Ты, Корберуччо, вероятно, получил место в газете по рекомендации какой-нибудь важной птицы. А посему понятия не имеешь, что значит готовиться к приему по конкурсу на университетскую кафедру греческой литературы. Целых два года нужно горбатиться до умопомрачения. По счастью, язык я знал уже неплохо, то есть так, как знаю теперь; говорю это не ради красного словца… Но чего стоит все остальное: александрийские и византийские списки текстов; вечно небрежные цитаты из латинских авторов; бесчисленные отсылки к мифологии, истории, философии, различным наукам! С ума сойти! Вкалывал я как вол, а чтобы расплатиться за жилье, давал уроки оболтусам лицеистам. Питался я, можно сказать, маслинами и кофе. Вдобавок ко всему летом 1887-го грянул такой адский гром, какой иногда случается у нас. По ночам Этна изрыгала весь солнечный жар, накопленный за пятнадцать дневных часов. Притронешься в полдень к балконному поручню — и можно вызывать “скорую помощь”. Мостовые из лавы, казалось, вот-вот снова перейдут в жидкое состояние. Изо дня в день сирокко хлестал по лицу липкими крыльями летучих мышей. Я уже отдавал концы. И тут на выручку пришел один мой приятель. Он встретил меня на улице: в полувменяемом состоянии я шел куда глаза глядят и бормотал греческие строфы, толком не понимая, о чем они. Видок у меня был соответствующий. “Слушай, Розарио, — сказал он. — Еще немного — и ты как пить дать свихнешься. Тогда прощай, конкурс. Я уезжаю в Швейцарию (у этого парня водились деньжата). В Аугусте у меня домишко на отшибе; три комнаты в двух шагах от моря. Собирай манатки, прихвати свои талмуды и чеши туда на все лето. Зайдешь за ключами через часок. Ей-богу, не пожалеешь, это то, что надо. На станции спросишь, где тут дачный домик Каробене. Всякий покажет. Чего тянуть, дуй прямо сегодня”.

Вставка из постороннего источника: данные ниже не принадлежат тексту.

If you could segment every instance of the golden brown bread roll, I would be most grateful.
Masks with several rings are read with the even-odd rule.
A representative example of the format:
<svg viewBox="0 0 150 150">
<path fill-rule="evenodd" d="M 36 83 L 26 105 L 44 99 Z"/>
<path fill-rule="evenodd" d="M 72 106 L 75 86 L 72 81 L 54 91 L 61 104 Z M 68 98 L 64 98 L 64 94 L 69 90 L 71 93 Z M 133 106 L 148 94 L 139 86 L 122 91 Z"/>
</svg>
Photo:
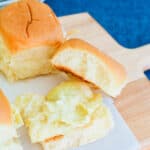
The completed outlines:
<svg viewBox="0 0 150 150">
<path fill-rule="evenodd" d="M 21 0 L 0 10 L 0 70 L 9 80 L 49 73 L 62 42 L 60 23 L 46 4 Z"/>
<path fill-rule="evenodd" d="M 94 84 L 111 96 L 120 93 L 127 79 L 121 64 L 80 39 L 65 41 L 54 54 L 52 64 Z"/>
</svg>

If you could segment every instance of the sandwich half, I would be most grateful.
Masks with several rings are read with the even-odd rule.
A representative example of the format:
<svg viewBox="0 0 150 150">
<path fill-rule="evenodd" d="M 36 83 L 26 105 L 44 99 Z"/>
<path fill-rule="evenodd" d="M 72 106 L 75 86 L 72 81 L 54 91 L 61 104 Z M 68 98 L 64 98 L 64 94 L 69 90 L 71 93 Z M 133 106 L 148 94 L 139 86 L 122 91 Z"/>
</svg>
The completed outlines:
<svg viewBox="0 0 150 150">
<path fill-rule="evenodd" d="M 22 150 L 16 129 L 23 125 L 17 109 L 11 106 L 0 91 L 0 149 Z"/>
<path fill-rule="evenodd" d="M 32 143 L 44 150 L 67 150 L 104 137 L 113 119 L 101 94 L 82 81 L 68 80 L 46 96 L 22 95 L 15 101 Z"/>
<path fill-rule="evenodd" d="M 113 97 L 120 94 L 127 80 L 121 64 L 80 39 L 65 41 L 51 62 L 57 69 L 92 83 Z"/>
<path fill-rule="evenodd" d="M 20 0 L 0 10 L 0 71 L 8 80 L 50 73 L 62 42 L 60 23 L 46 4 Z"/>
</svg>

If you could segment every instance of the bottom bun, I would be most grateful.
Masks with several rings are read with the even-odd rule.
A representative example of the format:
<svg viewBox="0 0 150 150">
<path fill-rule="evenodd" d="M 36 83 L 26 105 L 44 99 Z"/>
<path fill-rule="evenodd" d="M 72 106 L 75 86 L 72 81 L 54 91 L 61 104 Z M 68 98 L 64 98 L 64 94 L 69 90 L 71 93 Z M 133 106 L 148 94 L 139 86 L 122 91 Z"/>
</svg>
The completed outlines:
<svg viewBox="0 0 150 150">
<path fill-rule="evenodd" d="M 113 127 L 111 113 L 106 108 L 104 114 L 97 111 L 93 121 L 84 128 L 78 128 L 62 138 L 42 142 L 44 150 L 68 150 L 103 138 Z M 102 115 L 104 117 L 102 117 Z"/>
</svg>

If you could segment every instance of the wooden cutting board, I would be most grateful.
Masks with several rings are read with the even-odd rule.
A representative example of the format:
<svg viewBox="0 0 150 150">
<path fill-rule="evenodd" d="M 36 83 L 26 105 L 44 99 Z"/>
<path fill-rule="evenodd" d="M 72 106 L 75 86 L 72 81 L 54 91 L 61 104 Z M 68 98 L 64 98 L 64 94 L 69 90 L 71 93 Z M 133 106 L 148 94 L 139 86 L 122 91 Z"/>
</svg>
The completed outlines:
<svg viewBox="0 0 150 150">
<path fill-rule="evenodd" d="M 60 22 L 67 38 L 84 39 L 124 65 L 128 83 L 115 105 L 143 149 L 150 149 L 150 82 L 143 73 L 150 68 L 150 45 L 122 47 L 88 13 L 61 17 Z"/>
</svg>

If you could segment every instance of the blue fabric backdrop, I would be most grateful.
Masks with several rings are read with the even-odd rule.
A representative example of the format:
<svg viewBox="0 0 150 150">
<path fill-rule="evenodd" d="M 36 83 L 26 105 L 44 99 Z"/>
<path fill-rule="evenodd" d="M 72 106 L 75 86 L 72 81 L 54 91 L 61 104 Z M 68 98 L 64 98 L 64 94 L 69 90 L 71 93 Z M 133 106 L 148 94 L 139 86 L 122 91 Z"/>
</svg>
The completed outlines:
<svg viewBox="0 0 150 150">
<path fill-rule="evenodd" d="M 57 16 L 89 12 L 125 47 L 150 43 L 150 0 L 46 0 L 46 3 Z"/>
</svg>

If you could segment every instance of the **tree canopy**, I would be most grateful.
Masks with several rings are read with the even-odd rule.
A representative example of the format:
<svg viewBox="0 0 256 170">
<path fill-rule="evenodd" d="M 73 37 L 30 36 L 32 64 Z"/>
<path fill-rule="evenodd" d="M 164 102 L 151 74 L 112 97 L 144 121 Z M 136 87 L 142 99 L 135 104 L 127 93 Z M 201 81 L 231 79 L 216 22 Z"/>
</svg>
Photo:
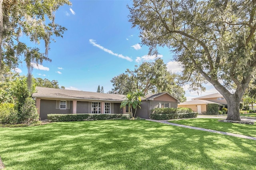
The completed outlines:
<svg viewBox="0 0 256 170">
<path fill-rule="evenodd" d="M 31 79 L 31 62 L 50 61 L 48 57 L 52 36 L 62 37 L 66 28 L 54 22 L 54 12 L 68 0 L 0 0 L 0 68 L 2 64 L 10 68 L 17 67 L 24 57 Z M 27 37 L 34 46 L 22 41 Z M 37 45 L 44 42 L 42 52 Z"/>
<path fill-rule="evenodd" d="M 227 120 L 240 120 L 239 103 L 255 74 L 256 1 L 134 0 L 128 8 L 149 53 L 169 48 L 191 88 L 209 82 L 227 100 Z"/>
<path fill-rule="evenodd" d="M 36 78 L 34 82 L 36 86 L 65 89 L 64 86 L 61 86 L 61 87 L 60 88 L 58 82 L 57 80 L 53 80 L 51 81 L 47 79 L 43 79 L 41 78 Z"/>
<path fill-rule="evenodd" d="M 144 62 L 134 70 L 127 69 L 125 73 L 113 78 L 114 88 L 110 93 L 126 95 L 138 90 L 144 95 L 167 92 L 181 102 L 186 101 L 185 91 L 175 81 L 176 75 L 168 72 L 162 59 Z"/>
</svg>

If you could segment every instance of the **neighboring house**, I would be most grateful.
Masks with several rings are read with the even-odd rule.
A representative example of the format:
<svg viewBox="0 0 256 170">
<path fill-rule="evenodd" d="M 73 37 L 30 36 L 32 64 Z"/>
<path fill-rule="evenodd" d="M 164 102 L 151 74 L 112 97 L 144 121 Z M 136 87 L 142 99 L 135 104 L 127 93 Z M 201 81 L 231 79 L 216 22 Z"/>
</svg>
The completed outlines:
<svg viewBox="0 0 256 170">
<path fill-rule="evenodd" d="M 192 100 L 200 99 L 205 100 L 208 101 L 212 101 L 221 104 L 223 105 L 227 105 L 227 101 L 223 97 L 223 96 L 218 93 L 201 96 L 192 99 Z"/>
<path fill-rule="evenodd" d="M 36 87 L 32 97 L 35 98 L 36 108 L 41 120 L 49 114 L 126 113 L 120 108 L 124 95 Z M 167 93 L 148 95 L 143 98 L 136 115 L 148 119 L 154 108 L 177 108 L 178 100 Z"/>
<path fill-rule="evenodd" d="M 252 104 L 250 104 L 248 105 L 249 107 L 250 110 L 256 110 L 256 104 L 253 103 L 252 108 Z"/>
<path fill-rule="evenodd" d="M 210 103 L 222 104 L 205 100 L 194 99 L 190 101 L 181 103 L 178 105 L 178 107 L 188 107 L 191 108 L 193 111 L 202 114 L 207 111 L 207 105 Z"/>
</svg>

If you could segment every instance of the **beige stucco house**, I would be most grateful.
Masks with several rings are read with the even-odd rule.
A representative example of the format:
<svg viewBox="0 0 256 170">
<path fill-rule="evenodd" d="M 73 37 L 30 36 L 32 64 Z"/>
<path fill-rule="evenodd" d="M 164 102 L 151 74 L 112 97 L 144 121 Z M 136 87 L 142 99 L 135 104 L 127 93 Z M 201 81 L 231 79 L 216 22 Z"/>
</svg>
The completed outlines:
<svg viewBox="0 0 256 170">
<path fill-rule="evenodd" d="M 220 103 L 223 105 L 227 105 L 228 104 L 227 101 L 226 100 L 226 99 L 224 98 L 223 96 L 221 94 L 219 93 L 218 93 L 212 94 L 211 95 L 206 95 L 206 96 L 201 96 L 200 97 L 192 99 L 207 100 L 208 101 L 215 102 L 217 103 Z"/>
<path fill-rule="evenodd" d="M 49 114 L 123 114 L 128 111 L 127 108 L 120 108 L 124 95 L 46 87 L 36 89 L 32 97 L 36 99 L 41 120 L 47 119 Z M 148 119 L 152 109 L 177 108 L 178 102 L 167 93 L 148 95 L 142 99 L 141 109 L 138 108 L 136 115 Z"/>
<path fill-rule="evenodd" d="M 192 99 L 191 101 L 178 104 L 178 107 L 191 108 L 193 111 L 202 114 L 206 111 L 207 105 L 209 103 L 223 105 L 227 104 L 227 101 L 222 95 L 216 93 Z"/>
</svg>

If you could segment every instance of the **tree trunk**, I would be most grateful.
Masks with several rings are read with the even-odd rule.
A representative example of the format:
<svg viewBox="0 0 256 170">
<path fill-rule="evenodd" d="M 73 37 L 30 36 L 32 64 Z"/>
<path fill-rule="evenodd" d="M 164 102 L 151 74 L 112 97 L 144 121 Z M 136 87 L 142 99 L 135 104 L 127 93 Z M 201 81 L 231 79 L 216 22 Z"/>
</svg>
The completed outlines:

Я последовал его совету и уехал тем же вечером. Наутро вместо канализационных труб, по обыкновению салютовавших мне из дворового жерла предрассветным залпом, я лицезрел бескрайнюю морскую гладь; вдалеке высилась уже присмиревшая Этна, окутанная утренним маревом. Место было совершенно необитаемым, каковым, судя по твоим рассказам, пребывает и поныне. Неповторимая красота! В домике, порядком запущенном, меня поджидали кушетка, стол, три стула, кое-какая глиняная посуда да старая лампа. На заднем дворе имелся колодец и росла смоковница. Короче говоря, рай. Я добрел до ближайшей деревни и уговорился с местным крестьянином, что раза два в неделю тот будет снабжать меня нехитрой снедью и керосином. Масло у меня было свое, то самое, что моя бедная матушка прислала мне в Катанию. Я взял внаем простенькую лодчонку, которую тамошний рыбак пригнал вместе с вершей и крючками, и твердо намеревался скоротать здесь месяц-другой.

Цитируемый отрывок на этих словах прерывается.